Personal information
- Date of birth: 6 December 1974 (age 51)
- Place of birth: Veendam, Netherlands
- Height: 1.87 m (6 ft 2 in)
- Position: Defender

Youth career
- VV De Vogels
- Robur et Velocitas
- GVAV-Rapiditas

Senior career*
- Years: Team / Apps / (Gls)
- 1993–1996: Groningen / 22 / (0)
- 1996–2000: Veendam / 106 / (5)
- 2000–2004: Heerenveen / 40 / (0)
- 2003: → Helmond Sport (loan) / 9 / (2)
- 2003–2004: → NEC (loan) / 31 / (1)
- 2004–2005: NEC / 19 / (2)
- 2005–2007: RBC / 17 / (0)
- 2007–2009: Den Bosch / 51 / (1)
- 2009–2010: Quick 1888
- Total:  / 295 / (11)

International career
- 1994-1995: Netherlands U21 / 2 / (0)

= Arjan Ebbinge =

Dutch association footballer

Arjan Ebbinge (born 6 December 1974) is a Dutch retired footballer who played as a defender.

==Club career==
===Early career===
Born in Veendam, Ebbinge progressed as a youth player at GVAV-Rapiditas where he played as a midfielder, before being signed by Groningen at age 19 as a defender, scouted by Martin Koeman. He never managed a definitive breakthrough, and therefore moved to BV Veendam in the second tier, where he grew into a key player in defense, making 106 league appearances during his four-year span at the club.

===Heerenveen===
As a result of his performances, Ebbinge was signed by Heerenveen, where he made his European debut in his first season at the club. This occurred on 12 September 2000 in a 3–1 away loss to Lyon in the UEFA Champions League group stage, where he came on as a 82nd-minute substitute for Jeffrey Talan. He made his first start in the tournament on 20 September in a 0–1 home loss to Valencia covering Juan Sánchez who failed to make an impact during the game.

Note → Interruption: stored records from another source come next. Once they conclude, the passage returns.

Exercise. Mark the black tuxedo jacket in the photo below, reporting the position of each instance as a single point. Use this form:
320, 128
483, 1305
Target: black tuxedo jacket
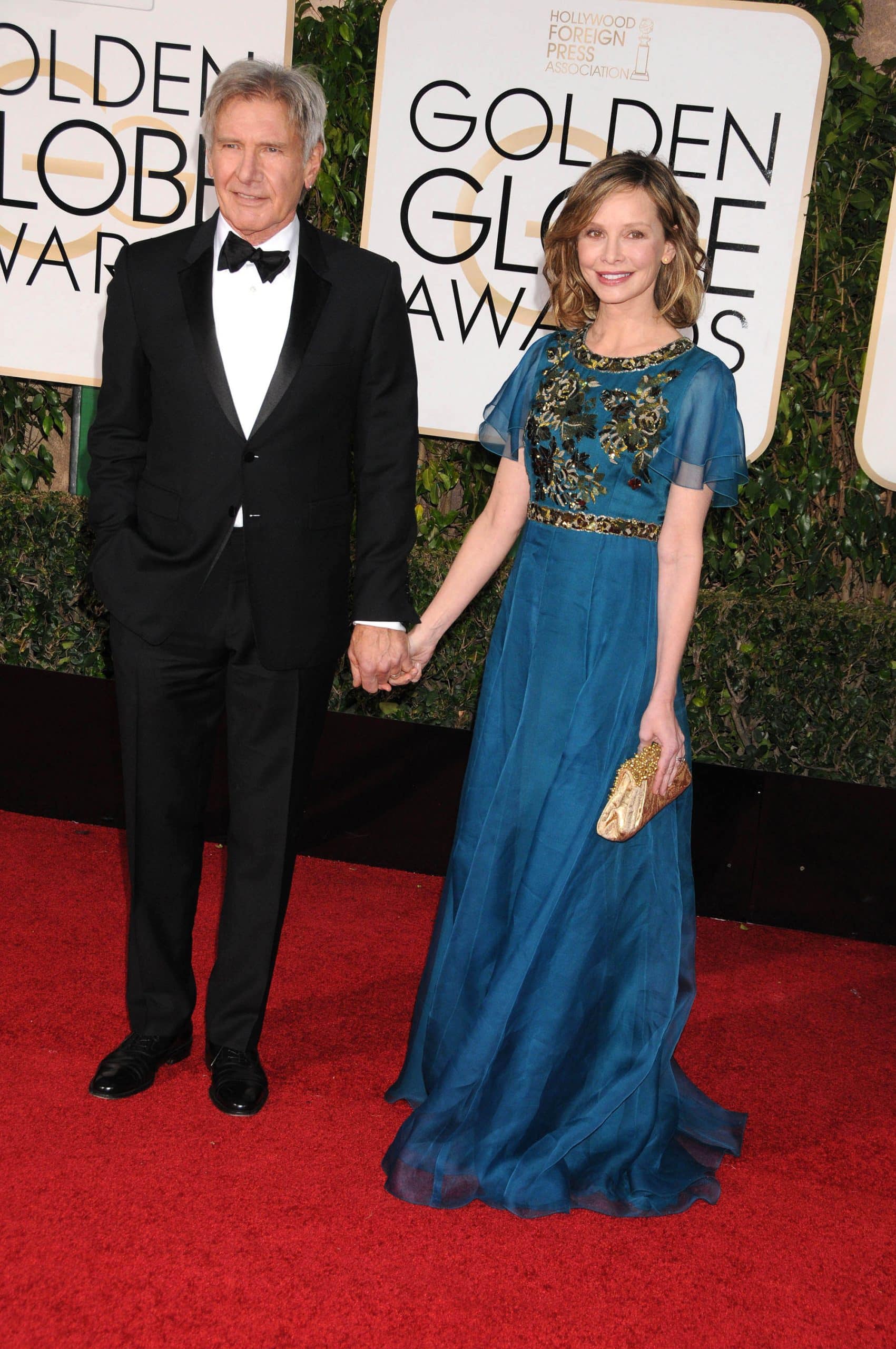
337, 434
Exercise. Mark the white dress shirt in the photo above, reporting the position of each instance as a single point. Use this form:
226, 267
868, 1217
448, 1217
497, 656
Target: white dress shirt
251, 319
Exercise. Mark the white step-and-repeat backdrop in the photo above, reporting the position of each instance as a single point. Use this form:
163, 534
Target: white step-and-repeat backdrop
876, 427
99, 145
488, 112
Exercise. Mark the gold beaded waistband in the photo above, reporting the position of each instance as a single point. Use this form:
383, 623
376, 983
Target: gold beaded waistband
596, 524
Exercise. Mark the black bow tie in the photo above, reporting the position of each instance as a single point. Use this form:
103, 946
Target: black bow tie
237, 253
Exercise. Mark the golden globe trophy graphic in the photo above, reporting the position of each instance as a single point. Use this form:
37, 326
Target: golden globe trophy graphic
644, 51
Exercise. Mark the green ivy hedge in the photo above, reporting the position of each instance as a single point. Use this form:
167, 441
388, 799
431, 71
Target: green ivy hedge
784, 685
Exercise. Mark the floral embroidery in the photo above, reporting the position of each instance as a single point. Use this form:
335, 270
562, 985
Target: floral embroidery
636, 422
565, 413
583, 354
562, 415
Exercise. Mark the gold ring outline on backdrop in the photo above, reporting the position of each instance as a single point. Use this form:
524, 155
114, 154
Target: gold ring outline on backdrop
467, 200
84, 81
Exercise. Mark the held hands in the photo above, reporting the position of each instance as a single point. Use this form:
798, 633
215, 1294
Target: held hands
380, 659
660, 724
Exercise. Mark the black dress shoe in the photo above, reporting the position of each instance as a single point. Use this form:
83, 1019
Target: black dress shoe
239, 1085
133, 1066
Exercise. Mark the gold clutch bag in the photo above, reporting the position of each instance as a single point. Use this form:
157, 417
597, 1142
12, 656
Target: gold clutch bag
632, 803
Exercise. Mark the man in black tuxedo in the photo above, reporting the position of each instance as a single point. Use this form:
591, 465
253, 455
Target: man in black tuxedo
258, 390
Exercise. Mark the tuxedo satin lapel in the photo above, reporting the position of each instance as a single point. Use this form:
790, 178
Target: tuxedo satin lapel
309, 297
196, 289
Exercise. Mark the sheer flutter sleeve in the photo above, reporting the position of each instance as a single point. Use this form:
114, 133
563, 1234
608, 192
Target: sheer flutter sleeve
505, 417
705, 442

Ebbinge would not remain a starter at the club, however, as he lost out the competition to fellow centre-backs Gérard de Nooijer, Tieme Klompe and Petter Hansson. In March 2003 he was sent on a loan to Helmond Sport for the rest of the season, a team coached by Groningen legend, Jan van Dijk. Helmond would finish the season in a highly surprising third place in the league table, but eventually miss out on promotion to the Eredivisie in play-offs.

===NEC===
In June 2003, Ebbinge signed a three-year contract with NEC – coached by Johan Neeskens – to replace the outgoing Danny Hesp. The club had recently reached qualification for the UEFA Cup, and Ebbinge would make two European appearances against the club; both losses to Wisła Kraków. He scored his first goal for NEC against arch-rivals Vitesse on 14 December 2003 after a corner-kick from Resit Schuurman in a 2–0 win. He would eventually make 54 appearances for the club, in which he scored three goals.

===RBC Roosendaal===
In August 2005, Ebbinge signed a two-year contract with RBC Roosendaal, after having lost his starting spot at NEC to recent signing Jonas Olsson. He suffered a serious injury on 30 October 2005 after a collision with Tim Cornelisse from FC Utrecht, and was rushed to the ICU with a tear in his small intestine and a bruised pancreas. He was held in a coma for four weeks, in which he went through five surgeries. He made his comeback almost a year later, coming on as a second-half substitute for Paul de Lange in a match against FC Eindhoven on 18 August 2006.

===Den Bosch and Quick 1888===
Ebbinge signed with FC Den Bosch in June 2007. After a season, where he was the undisputed starter in defense, making 39 total appearances and one goal, he would struggle with injuries in his second season at the club. His contract was not extended after the 2008–09 season, and he joined amateur club Quick 1888 in May 2009. There, he announced his retirement in March 2011, citing a lack of motivation to continue.

==International career==
Ebbinge played twice for the Netherlands national under-21 football team.

==Retirement==
After his career, Ebbinge became a part of the personnel of Association of Contract Players (VVCS) in the Netherlands, coaching professional players in their career.

==Personal life==
Ebbinge is the son of Henk Ebbinge, who was also a professional footballer and would later run a restaurant on Mallorca.